Department of Biological Science, College of Medical and Life Sciences, Silla University, Busan, Korea.
J Periodontal Res. 2013 Dec;48(6):687-95. doi: 10.1111/jre.12054. Epub 2013 Feb 27.
Interleukin-6 (IL-6) is a key proinflammatory cytokine that has been considered to be important in the pathogenesis of periodontal disease. Therefore, host-modulatory agents directed at inhibiting IL-6 appear to be beneficial in terms of attenuating periodontal disease progression and potentially improving disease susceptibility. In the current study, we investigated the effect of the flavonoid isorhamnetin on the production of IL-6 in murine macrophages stimulated with lipopolysaccharide (LPS) from Prevotella intermedia, a pathogen implicated in inflammatory periodontal disease, and its mechanisms of action.

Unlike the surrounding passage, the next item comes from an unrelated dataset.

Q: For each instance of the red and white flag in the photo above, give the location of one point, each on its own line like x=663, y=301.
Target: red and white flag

Lipopolysaccharide from P. intermedia ATCC 25611 was isolated using the standard hot phenol-water method. Culture supernatants were collected and assayed for IL-6. We used real-time PCR to quantify IL-6 and heme oxygenase-1 (HO-1) mRNA expression. The expression of HO-1 protein and the levels of signaling proteins were monitored using immunoblot analyses. The DNA-binding activity of nuclear factor-κB (NF-κB) was analyzed using ELISA-based assay kits.
Isorhamnetin significantly down-regulated P. intermedia LPS-induced production of IL-6 as well as its mRNA expression in RAW264.7 cells. Isorhamnetin up-regulated the expression of HO-1 at both gene transcription and translation levels in cells stimulated with P. intermedia LPS. In addition, inhibition of HO-1 activity by tin protoporphyrin IX blocked the inhibitory effect of isorhamnetin on IL-6 production. Isorhamnetin failed to prevent LPS from activating either c-Jun N-terminal kinase or p38 pathways. Isorhamnetin did not inhibit NF-κB transcriptional activity at the level of inhibitory κB-α degradation. Isorhamnetin suppressed NF-κB signaling through inhibition of nuclear translocation and DNA binding activity of NF-κB p50 subunit and attenuated signal transducer and activator of transcription 1 signaling.
Although further research is required to clarify the detailed mechanism of action, we propose that isorhamnetin may contribute to blockade of the host-destructive processes mediated by IL-6 and could be a highly efficient modulator of the host response in the treatment of inflammatory periodontal disease. Further research in animal models of periodontitis is required to better evaluate, the potential of isorhamnetin as a novel agent for treating periodontal disease.
白细胞介素 6(IL-6)是一种关键的促炎细胞因子,被认为在牙周病的发病机制中很重要。因此,针对抑制 IL-6 的宿主调节因子似乎有益于减轻牙周病的进展,并可能改善疾病易感性。在本研究中,我们研究了类黄酮异鼠李素对中间普氏菌脂多糖(LPS)刺激的小鼠巨噬细胞中 IL-6 产生的影响,中间普氏菌是一种与炎症性牙周病有关的病原体,以及其作用机制。
采用标准的热酚-水法从中间普氏菌 ATCC 25611 中分离 LPS。收集培养上清液并检测 IL-6。我们使用实时 PCR 定量检测 IL-6 和血红素加氧酶-1(HO-1)mRNA 的表达。使用免疫印迹分析监测 HO-1 蛋白和信号蛋白的表达。使用 ELISA 试剂盒分析核因子-κB(NF-κB)的 DNA 结合活性。
异鼠李素显著下调了中间普氏菌 LPS 诱导的 RAW264.7 细胞中 IL-6 的产生及其 mRNA 表达。异鼠李素在中间普氏菌 LPS 刺激的细胞中上调了 HO-1 的基因转录和翻译水平的表达。此外,HO-1 活性的抑制通过锡原卟啉 IX 阻断了异鼠李素对 IL-6 产生的抑制作用。异鼠李素不能阻止 LPS 激活 c-Jun N-末端激酶或 p38 途径。异鼠李素不能抑制 NF-κB 的转录活性,不能阻止抑制性κB-α的降解。异鼠李素通过抑制 NF-κB p50 亚基的核转位和 DNA 结合活性来抑制 NF-κB 信号,从而减弱信号转导和转录激活因子 1 的信号。
尽管需要进一步研究来阐明其详细的作用机制,但我们提出,异鼠李素可能有助于阻断由 IL-6 介导的宿主破坏性过程,并且可能是治疗炎症性牙周病的宿主反应的高效调节剂。需要在牙周炎的动物模型中进行进一步的研究,以更好地评估异鼠李素作为治疗牙周病的新型药物的潜力。